Why is D unpopular?
Dukc
ajieskola at gmail.com
Sat May 7 19:30:08 UTC 2022
On Friday, 6 May 2022 at 15:27:58 UTC, Ola Fosheim Grøstad wrote:
>> That doesn't mean if you have a webservice to write, that Go
>> is the "best tool for the job". D could be very well be the
>> "best tool for the job".
>
> D does not have cloud service support as I am aware of. Eco
> system matters.
It is definitely true that comparing our ecosystem side-by-side
with Go or Rust, we lose. Even in general, let alone if
considering only the area where Go is presumably the strongest
at, web servers.
But I argue that this does not always matter much. When you need
a library to do something, it does not matter whether you have 5
or 50 good options. As Guillaume's DIID series shows, D's
ecosystem is easily big enough for most purposes. Of course, most
purposes != all purposes, but still. If you're compare the
languages in something where both D and Go/Rust provide good
libraries for, it's the language itself and it's standard library
that make most of the difference. Not the ecosystem.

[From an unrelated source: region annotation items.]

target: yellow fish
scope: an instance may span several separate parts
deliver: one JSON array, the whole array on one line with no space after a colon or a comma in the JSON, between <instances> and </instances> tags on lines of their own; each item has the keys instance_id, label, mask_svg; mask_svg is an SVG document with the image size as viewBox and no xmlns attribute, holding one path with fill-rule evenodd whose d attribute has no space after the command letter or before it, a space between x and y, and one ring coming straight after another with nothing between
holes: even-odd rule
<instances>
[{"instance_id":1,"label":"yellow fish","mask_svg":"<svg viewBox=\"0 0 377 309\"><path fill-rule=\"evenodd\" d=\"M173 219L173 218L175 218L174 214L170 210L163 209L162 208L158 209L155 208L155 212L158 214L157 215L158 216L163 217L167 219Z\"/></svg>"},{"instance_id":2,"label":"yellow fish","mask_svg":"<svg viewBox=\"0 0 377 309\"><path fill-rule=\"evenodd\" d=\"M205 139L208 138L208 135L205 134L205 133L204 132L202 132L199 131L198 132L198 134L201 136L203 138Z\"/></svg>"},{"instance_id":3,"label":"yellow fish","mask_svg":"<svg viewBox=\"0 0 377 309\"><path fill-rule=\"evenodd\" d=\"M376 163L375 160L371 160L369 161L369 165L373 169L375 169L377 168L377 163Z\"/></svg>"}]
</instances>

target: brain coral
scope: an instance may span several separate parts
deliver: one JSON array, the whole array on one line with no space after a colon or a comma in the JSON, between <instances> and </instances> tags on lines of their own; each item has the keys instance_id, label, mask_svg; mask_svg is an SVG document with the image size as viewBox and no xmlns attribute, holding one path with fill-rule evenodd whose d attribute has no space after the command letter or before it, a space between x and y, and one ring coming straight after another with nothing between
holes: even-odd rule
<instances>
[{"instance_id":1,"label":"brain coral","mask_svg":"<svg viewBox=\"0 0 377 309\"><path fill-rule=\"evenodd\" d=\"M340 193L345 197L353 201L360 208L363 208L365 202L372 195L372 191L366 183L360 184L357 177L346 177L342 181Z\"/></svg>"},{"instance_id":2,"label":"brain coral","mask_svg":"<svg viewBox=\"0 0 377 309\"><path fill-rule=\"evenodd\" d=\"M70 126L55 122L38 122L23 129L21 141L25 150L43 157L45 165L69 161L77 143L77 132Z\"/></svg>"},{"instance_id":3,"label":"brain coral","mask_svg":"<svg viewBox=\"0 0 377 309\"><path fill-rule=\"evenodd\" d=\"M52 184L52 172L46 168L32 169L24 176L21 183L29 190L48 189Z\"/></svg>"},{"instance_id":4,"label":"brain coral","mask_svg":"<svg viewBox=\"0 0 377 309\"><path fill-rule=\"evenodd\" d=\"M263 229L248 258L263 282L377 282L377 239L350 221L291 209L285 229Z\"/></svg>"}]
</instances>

> Running an on-demand Go service will be much cheaper and
> responsive (I am talking CPU time).
How you use the networking library or framework is still going to
matter more than what it is. Probably a Go web server is faster
than a Vibe.D server if both have seen similar optimisation
effort. Still, you can always drop to lower level networking APIs
if you need more performance than the canonical use of Vibe.D
provides. If there is any big language-level advantage in one
over the other, it probably weighs more than that performance
difference.
OTOH if a feature-rich networking framework is needed instead of
just the basic functionality, I can then see the richer ecosystem
of Go trumping other considerations.